Amnesty offers fresh start for illegal expats in UAE

Special Amnesty offers fresh start for illegal expats in UAE
Pakistan Association Dubai is providing legal sessions twice a week offering information and help with the amnesty. (GIUSEPPE CACACE/AFP)
Updated 04 August 2018

Amnesty offers fresh start for illegal expats in UAE

Amnesty offers fresh start for illegal expats in UAE
  • Thousands of people are expected to apply for latest scheme which will run till October 2018
  • Fines accumulated for overstaying a visa are forgiven and people with no other debts are free to leave the country

DUBAI: For Moiz Uddin, it is a bittersweet moment. He is relieved that the residency documentation for his wife and their five children has been processed by the UAE authorities and cleared. Very soon they will receive exit authorization and can return to Karachi safely without facing any legal problems. He, however, has to stay behind and pay off his debts.
The 35-year-old Pakistani and his family have been living illegally in the UAE for more than two years. His wife and children were cleared to leave the country after responding to the latest visa amnesty, the first for five years.
“It all started when I suddenly lost my bank job,” he said. “Everything got shattered. I tried my best to look for other job options but nothing worked out. Meanwhile, our visas expired. I didn’t want to leave and so kept trying.
“During all this struggle, I had to go to jail for three months for non-payment of rent. I have yet to settle all my debt, which piled up during these years.”
Uddin said that his children had suffered the most as a result of the family living in the country illegally.
“I have five daughters,” he said. “The eldest is only 6 and the youngest is just over a year old now. I cannot send my children to school. They cannot get proper health checks, food and other basic necessities of life.
“This is the first time I will have been parted from my family. I am sad yet I am happy because they can start a new life soon. I am also trying to get my debts settled so that I can apply for my amnesty and join my family very soon.”

Moiz Uddin with his children. (Photo courtesy: Moiz Uddin)

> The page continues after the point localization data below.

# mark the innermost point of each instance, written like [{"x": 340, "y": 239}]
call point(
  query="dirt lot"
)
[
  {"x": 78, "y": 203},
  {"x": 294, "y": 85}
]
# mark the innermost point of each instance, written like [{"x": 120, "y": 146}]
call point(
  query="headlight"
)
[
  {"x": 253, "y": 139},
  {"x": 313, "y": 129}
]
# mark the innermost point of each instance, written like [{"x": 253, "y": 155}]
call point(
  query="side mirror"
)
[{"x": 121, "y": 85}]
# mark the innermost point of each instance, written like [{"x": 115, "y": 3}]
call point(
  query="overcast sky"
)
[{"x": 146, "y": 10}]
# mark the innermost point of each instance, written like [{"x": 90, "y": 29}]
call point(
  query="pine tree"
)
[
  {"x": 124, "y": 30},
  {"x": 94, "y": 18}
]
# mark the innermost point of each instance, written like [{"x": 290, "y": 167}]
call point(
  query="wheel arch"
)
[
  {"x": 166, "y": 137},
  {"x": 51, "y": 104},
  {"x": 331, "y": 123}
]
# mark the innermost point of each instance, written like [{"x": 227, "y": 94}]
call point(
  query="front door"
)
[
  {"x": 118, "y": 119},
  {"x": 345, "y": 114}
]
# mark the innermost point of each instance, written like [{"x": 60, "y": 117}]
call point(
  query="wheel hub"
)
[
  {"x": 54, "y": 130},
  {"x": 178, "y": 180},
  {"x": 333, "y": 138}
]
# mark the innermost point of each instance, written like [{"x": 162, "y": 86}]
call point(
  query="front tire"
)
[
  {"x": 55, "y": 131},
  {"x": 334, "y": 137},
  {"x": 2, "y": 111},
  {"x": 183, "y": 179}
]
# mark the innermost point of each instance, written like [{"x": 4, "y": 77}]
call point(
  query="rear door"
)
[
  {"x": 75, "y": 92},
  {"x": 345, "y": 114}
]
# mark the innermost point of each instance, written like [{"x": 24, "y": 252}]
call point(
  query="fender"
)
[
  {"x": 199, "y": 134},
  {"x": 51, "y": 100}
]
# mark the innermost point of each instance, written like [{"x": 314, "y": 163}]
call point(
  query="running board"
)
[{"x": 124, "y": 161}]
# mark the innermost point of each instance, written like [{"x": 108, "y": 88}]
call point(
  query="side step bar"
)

The Pakistan Association Dubai (PAD) advised and helped Uddin to apply for the government amnesty scheme.
“The scheme benefits families like his who are stuck in an unfortunate situation and have no money to get out of it,” said Shahid Ul Islam, a member of the association’s legal department. “Hundreds of families are approaching us. In most cases, the only breadwinner lost their job or business, as a result of which the family has not been able to renew their visas.”
Rizwan Fancy, who also works for PAD, thanked the UAE government for offering the amnesty.
“This is the best gift of the Year of Zayed (the 100th anniversary of the birth in 1918 of the UAE’s founding father, Sheikh Zayed),” he said. “The UAE has been always been the land of compassion and peace. All those who have already suffered a lot for not having proper legal documents and lack of funds should utilize this historic opportunity.”
PAD can help any Pakistani expat to apply. It provides legal sessions twice every week, during which it provides information about the amnesty and assistance with applying. Uddin said the process was simple and quick.
“The staff are very kind and supportive,” he added. “One should not feel hesitant or harassed. The UAE government is helping us to come out of the crisis; hence we should avail of this golden opportunity.”
The three-month visa amnesty program began on August 1. It is available to all foreigners who are living in the country illegally and being fined daily for overstaying their permits. Centers have been set up around the country to process applications, with consular officials from many countries on hand to help with passport problems and any other issues.
It is expected that thousands of people, in particular laborers from countries such as Bangladesh, Sri Lanka, Pakistan, Nepal and the Philippines, will benefit from the scheme.
Foreigners who overstay their visas are fined between 25 and 100 dirhams a day ($7 to $27), depending on the type of visa, and are not allowed to leave the country until all fines are paid in full. As they quickly mount up over the months and years, the prospect of payment grows ever more slim. Under the amnesty, all fines for overstaying a visa are forgiven and people with no other debts or legal issues can leave the country. There are also free to return to the UAE if they obtain a new visa, with no preconditions.
The latest general amnesty is the fifth since 1996 and the first since 2013, when more than 60,000 people took advantage of the opportunity.
Maj. Gen. Mohammed Ahmed Al-Marri, director general of the General Directorate of Residency and Foreigners Affairs in Dubai, said a chance like this for people to solve their problems is too good to miss.
“These are not criminals,” he said. “We are here to support and help these people to start over again and start working.”
Temporary six-month visas are available for people who want to remain in the country legally and look for work. In addition, citizens of war-torn countries such as Syria and Yemen qualify for a one-year residence visa without restrictions.
“It’s a gift from the government of the UAE as a humanitarian gesture,” Al-Marri said.